Jurors at the murder trial of a former Arizona police officer were shown a video Thursday of the lawman killing an unarmed man who sobbed and begged not to be shot, marking the first time the full body-camera footage has been shown in public.
The video aired in the case against Philip Brailsford shows Daniel Shaver of Granbury, Texas, laying face-down in a hallway outside his Mesa hotel room in January 2016 as police responded to a call that someone was pointing a gun out of a window.
A police supervisor can be heard shouting commands at Shaver, who disobeys some of the orders but doesn't voice any threats toward officers.
"Please do not shoot me," Shaver said.
Brailsford opened fire when Shaver, who had been ordered to crawl toward officers, reached toward the waistband of his shorts.

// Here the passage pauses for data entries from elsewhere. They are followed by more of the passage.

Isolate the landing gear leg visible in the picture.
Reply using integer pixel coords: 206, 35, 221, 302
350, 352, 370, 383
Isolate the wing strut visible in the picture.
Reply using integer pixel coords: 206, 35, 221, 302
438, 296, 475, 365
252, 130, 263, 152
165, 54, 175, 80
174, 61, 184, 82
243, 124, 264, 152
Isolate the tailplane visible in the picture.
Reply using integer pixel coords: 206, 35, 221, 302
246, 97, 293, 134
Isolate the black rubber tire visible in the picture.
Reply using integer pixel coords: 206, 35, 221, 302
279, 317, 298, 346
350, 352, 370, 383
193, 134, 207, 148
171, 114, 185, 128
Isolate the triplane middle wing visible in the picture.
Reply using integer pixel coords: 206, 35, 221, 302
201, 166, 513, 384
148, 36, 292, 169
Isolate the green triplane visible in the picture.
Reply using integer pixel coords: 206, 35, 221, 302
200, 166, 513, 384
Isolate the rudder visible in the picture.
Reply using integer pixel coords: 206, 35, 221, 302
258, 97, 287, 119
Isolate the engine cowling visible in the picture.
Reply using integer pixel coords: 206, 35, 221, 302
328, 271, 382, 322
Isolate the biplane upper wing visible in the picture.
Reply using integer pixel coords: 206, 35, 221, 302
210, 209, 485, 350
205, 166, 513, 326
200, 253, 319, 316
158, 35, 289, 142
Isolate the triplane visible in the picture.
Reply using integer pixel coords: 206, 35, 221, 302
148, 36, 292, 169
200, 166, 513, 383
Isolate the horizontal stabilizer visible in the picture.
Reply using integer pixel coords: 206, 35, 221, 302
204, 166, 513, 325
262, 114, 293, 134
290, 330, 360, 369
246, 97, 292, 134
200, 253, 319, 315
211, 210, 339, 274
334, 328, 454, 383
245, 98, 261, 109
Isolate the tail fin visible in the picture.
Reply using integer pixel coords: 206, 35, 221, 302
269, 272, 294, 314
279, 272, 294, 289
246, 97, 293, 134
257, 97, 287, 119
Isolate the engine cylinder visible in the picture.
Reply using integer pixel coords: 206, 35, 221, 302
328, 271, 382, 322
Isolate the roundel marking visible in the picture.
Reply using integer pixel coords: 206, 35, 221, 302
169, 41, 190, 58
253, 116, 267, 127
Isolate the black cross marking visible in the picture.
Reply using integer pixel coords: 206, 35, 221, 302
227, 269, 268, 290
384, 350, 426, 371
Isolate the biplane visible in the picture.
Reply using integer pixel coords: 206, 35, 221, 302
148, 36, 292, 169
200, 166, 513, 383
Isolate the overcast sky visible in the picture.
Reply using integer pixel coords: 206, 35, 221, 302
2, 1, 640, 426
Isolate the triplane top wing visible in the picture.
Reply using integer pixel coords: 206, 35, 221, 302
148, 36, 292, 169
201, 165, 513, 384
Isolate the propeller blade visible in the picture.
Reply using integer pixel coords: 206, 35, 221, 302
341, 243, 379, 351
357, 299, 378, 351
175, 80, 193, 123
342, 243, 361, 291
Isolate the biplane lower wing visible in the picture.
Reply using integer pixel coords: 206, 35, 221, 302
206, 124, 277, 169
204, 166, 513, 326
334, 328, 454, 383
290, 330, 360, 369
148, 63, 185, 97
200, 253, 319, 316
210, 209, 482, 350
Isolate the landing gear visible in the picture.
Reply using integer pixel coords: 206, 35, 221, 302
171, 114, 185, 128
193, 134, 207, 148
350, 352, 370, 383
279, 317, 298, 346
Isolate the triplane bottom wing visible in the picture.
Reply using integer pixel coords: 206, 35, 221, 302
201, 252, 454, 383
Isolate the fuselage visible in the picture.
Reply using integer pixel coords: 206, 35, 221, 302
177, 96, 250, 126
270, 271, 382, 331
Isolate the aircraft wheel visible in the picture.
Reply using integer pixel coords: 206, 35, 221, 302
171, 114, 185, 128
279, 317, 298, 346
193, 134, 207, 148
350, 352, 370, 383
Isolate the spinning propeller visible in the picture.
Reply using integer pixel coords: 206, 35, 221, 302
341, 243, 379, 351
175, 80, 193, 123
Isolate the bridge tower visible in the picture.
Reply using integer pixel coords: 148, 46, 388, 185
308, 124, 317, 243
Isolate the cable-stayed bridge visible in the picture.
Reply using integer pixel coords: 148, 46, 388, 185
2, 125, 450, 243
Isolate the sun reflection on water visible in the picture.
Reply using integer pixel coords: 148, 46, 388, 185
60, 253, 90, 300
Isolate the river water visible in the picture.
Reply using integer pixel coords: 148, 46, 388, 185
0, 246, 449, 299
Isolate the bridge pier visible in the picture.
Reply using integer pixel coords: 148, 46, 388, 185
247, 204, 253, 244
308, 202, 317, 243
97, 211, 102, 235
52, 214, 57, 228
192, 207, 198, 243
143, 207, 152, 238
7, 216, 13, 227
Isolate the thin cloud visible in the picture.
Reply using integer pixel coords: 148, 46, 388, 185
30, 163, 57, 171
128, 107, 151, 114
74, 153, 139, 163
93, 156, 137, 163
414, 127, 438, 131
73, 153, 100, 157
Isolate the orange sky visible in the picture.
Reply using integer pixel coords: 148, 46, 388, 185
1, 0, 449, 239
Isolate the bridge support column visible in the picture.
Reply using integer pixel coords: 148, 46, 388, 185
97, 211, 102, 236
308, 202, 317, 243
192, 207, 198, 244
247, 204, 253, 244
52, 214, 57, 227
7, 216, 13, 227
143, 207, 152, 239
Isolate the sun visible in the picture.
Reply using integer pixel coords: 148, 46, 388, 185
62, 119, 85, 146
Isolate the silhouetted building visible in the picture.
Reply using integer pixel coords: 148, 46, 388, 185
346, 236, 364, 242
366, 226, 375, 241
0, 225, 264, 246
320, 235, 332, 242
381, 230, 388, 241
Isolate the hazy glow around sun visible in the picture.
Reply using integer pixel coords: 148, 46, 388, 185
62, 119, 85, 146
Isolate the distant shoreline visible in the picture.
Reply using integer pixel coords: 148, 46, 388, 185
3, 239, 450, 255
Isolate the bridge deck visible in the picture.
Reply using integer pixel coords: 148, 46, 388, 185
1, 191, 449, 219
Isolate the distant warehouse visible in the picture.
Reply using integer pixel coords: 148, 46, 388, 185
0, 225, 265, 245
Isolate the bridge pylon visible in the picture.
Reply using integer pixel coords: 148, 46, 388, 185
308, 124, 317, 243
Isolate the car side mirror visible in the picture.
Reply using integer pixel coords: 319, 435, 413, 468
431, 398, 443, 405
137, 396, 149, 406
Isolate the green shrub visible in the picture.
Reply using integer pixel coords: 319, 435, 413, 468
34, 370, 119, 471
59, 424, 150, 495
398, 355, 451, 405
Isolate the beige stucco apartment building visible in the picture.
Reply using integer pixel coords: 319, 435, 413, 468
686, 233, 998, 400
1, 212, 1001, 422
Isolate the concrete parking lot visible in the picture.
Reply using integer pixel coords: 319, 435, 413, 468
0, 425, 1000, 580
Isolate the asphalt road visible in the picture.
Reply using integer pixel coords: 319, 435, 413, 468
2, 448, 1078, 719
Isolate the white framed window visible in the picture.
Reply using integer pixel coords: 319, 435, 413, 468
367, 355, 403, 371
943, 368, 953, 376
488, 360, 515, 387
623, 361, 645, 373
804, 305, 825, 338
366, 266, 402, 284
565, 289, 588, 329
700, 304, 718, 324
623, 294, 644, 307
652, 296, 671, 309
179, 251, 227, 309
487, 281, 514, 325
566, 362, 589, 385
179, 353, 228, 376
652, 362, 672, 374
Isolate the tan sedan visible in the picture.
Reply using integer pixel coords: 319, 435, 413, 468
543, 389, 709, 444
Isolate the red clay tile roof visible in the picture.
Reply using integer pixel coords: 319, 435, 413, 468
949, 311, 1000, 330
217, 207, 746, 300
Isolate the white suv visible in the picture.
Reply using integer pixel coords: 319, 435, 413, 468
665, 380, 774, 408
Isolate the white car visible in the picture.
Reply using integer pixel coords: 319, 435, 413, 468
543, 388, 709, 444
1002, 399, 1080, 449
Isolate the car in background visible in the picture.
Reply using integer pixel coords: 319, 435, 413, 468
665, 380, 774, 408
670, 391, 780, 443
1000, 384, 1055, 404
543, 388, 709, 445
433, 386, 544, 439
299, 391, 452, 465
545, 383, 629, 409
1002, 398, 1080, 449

The officer believed Shaver was reaching for a gun.
Authorities have said it looked as though Shaver was pulling up his loose-fitting basketball shorts that had fallen down as he crawled.
"Daniel Shaver drew his last breath on his hands and knees," prosecutor Susie Charbel told jurors, pointing out that none of the other officers in the hallway fired a shot.
Brailsford, 26, is one of the few police officers in the U.S. to be charged with murder after an on-duty shooting.
Brailsford attorney Michael Piccarreta told jurors his client had to make a difficult, split-second decision about protecting himself and others.
"Mr. Shaver wasn't going to get shot until he moves his hand behind his back," Piccarreta said.
Shaver's widow cried as the video was shown, and his parents left the courtroom shortly after it started playing.
A previously released portion of the video showed officers taking cover in doorways and crouching down on their knees as they waited for Shaver to exit his room. But that edited version ended when someone walks out of the hotel room and didn't show the shooting.
The portion played for jurors shows Shaver being shot.
Judge George Foster barred news organizations from broadcasting the shooting video, agreeing with Brailsford's argument that it could hurt his fair-trial rights. The Associated Press and other news organizations objected to the request, arguing the public has a First Amendment right to see the video.
No weapons were found on Shaver's body, but two pellet rifles related to his pest-control job were later found in the room.
The prosecutor said a pellet rifle was pointed out the window for 30 to 45 seconds because Shaver wanted to show another man in his hotel room how far the rifle's scope allowed him to see.
"No shots had been fired. No one had been threatened," Charbel said.
Brailsford served as a Mesa officer for about two years before he was fired for violations of departmental policy, including unsatisfactory performance.
If convicted of second-degree murder, he could face 10 to 25 years in prison.